# Temporal-Difference Learning

If one had to identify one idea as central and novel to reinforcement learning, it would undoubtedly be **temporal-difference (TD) learning**. TD learning is a combination of Monte Carlo ideas and dynamic programming (DP) ideas. Like Monte Carlo methods, TD methods can learn directly from raw experience without a model of the environment’s dynamics. Like DP, TD methods update estimates based in part on other learned estimates, without waiting for a final outcome (they bootstrap).

# TD Prediction

Both TD and Monte Carlo methods use experience to solve the prediction problem.
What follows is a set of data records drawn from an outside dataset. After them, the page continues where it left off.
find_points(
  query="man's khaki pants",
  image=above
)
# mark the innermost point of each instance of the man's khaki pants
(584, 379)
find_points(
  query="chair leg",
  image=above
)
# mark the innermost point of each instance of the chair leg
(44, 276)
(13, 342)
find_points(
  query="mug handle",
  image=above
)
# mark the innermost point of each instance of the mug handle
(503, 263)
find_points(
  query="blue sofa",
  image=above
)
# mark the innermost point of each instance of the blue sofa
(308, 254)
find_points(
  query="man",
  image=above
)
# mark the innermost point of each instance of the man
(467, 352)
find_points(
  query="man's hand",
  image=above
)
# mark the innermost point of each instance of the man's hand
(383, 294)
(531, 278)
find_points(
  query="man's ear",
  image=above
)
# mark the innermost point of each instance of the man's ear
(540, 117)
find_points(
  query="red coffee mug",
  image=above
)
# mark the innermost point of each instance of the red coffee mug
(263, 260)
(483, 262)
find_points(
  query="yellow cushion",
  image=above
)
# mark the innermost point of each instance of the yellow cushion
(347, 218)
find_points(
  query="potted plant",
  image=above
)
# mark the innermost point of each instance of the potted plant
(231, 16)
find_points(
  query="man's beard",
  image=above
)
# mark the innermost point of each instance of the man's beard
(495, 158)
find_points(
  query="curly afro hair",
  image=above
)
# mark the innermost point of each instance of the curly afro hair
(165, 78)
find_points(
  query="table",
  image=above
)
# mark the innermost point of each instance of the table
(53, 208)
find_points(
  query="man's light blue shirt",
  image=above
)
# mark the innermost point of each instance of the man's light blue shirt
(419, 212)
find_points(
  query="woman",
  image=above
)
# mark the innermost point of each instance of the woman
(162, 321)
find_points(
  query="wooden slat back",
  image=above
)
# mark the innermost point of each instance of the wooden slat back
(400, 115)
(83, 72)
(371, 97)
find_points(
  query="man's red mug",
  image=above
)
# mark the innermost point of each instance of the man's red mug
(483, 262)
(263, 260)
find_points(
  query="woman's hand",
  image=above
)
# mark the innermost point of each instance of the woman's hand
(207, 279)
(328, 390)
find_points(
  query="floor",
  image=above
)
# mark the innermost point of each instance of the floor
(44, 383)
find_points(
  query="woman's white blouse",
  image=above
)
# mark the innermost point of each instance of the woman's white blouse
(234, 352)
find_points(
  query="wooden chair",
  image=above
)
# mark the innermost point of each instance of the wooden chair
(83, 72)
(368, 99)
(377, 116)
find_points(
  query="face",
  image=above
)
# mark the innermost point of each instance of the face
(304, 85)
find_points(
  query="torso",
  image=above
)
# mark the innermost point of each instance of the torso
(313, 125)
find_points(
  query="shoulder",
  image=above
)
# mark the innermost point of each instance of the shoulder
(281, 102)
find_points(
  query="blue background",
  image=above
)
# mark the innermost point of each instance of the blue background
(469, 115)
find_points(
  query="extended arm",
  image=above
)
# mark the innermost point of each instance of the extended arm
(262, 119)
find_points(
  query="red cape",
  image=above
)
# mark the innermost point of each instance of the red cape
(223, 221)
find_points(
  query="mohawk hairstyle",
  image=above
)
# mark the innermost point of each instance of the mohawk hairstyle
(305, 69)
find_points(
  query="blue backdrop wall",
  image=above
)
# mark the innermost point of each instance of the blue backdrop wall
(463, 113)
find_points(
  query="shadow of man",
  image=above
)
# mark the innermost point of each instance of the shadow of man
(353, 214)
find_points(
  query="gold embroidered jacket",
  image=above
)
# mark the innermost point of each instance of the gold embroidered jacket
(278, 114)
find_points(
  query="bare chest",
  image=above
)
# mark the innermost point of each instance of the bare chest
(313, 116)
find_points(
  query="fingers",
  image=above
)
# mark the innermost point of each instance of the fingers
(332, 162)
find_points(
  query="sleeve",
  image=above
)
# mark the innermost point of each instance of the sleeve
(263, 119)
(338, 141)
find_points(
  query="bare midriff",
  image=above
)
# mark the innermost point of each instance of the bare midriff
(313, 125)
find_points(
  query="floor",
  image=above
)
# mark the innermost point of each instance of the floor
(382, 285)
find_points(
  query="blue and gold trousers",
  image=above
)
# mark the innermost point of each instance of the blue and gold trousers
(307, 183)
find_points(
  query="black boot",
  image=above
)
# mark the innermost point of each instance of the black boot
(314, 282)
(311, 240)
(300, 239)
A simple every-visit Monte Carlo method suitable for nonstationary environments is
$$ V(S_t) \leftarrow V(S_t) + \alpha \left[G_t - V(S_t) \right] $$
where $G_t$ is the actual return following time $t$, and $\alpha$ is a constant step-size parameter.
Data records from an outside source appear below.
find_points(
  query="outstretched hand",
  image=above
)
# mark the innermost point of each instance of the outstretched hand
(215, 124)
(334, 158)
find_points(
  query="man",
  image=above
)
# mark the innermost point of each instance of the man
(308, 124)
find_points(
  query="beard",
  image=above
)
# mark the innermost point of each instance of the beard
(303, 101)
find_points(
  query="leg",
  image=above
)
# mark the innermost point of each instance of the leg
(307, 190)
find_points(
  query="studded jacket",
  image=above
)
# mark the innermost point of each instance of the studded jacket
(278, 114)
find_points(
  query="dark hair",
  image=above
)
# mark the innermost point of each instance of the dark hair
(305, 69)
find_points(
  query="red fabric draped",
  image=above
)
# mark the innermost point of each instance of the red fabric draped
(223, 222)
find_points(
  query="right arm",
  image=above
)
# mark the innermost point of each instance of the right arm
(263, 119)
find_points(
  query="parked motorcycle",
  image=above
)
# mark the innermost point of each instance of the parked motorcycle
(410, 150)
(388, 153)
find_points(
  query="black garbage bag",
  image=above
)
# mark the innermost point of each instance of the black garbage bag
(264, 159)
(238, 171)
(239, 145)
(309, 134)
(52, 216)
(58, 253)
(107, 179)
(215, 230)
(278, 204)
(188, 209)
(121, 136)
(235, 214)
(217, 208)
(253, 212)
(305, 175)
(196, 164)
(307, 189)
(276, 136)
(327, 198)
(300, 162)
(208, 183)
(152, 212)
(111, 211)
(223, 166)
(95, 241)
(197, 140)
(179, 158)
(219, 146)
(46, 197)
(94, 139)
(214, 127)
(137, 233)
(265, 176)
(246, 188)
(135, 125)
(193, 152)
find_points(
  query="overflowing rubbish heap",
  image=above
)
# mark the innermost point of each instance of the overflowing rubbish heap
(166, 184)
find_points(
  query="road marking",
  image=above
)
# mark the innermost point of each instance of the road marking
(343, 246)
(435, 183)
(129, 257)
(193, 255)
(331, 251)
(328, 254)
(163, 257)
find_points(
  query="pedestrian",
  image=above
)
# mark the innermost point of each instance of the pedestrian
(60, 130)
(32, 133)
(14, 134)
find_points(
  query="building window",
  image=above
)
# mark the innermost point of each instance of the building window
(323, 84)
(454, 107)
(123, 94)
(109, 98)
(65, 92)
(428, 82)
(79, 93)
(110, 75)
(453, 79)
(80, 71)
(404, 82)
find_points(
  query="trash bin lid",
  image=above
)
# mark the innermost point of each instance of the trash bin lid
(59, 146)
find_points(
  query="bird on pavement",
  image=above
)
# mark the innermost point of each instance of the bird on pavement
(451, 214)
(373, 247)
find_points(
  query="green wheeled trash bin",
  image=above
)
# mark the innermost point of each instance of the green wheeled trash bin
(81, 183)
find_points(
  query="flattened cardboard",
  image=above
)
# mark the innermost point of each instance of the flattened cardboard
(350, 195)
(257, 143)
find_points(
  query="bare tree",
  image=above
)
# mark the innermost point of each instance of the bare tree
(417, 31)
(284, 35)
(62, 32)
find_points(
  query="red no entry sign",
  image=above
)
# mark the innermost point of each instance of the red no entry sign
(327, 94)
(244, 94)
Whereas Monte Carlo methods must wait until the end of the episode to determine the increment to $V(S_t)$, TD methods need to wait only until the next time step. At time $t + 1$ they immediately form a target and make a useful update using the observed reward $R_{t+1}$ and the estimate $V(S_{t+1})$ The simplest TD method makes the update
$$ V(S_t) \leftarrow V(S_t) + \alpha \left[R_{t+1} + \gamma V(S_{t+1}) - V(S_t) \right] $$
This TD method is called $TD(0)$, or **one-step TD**, because it is a special case of the $TD(\lambda)$.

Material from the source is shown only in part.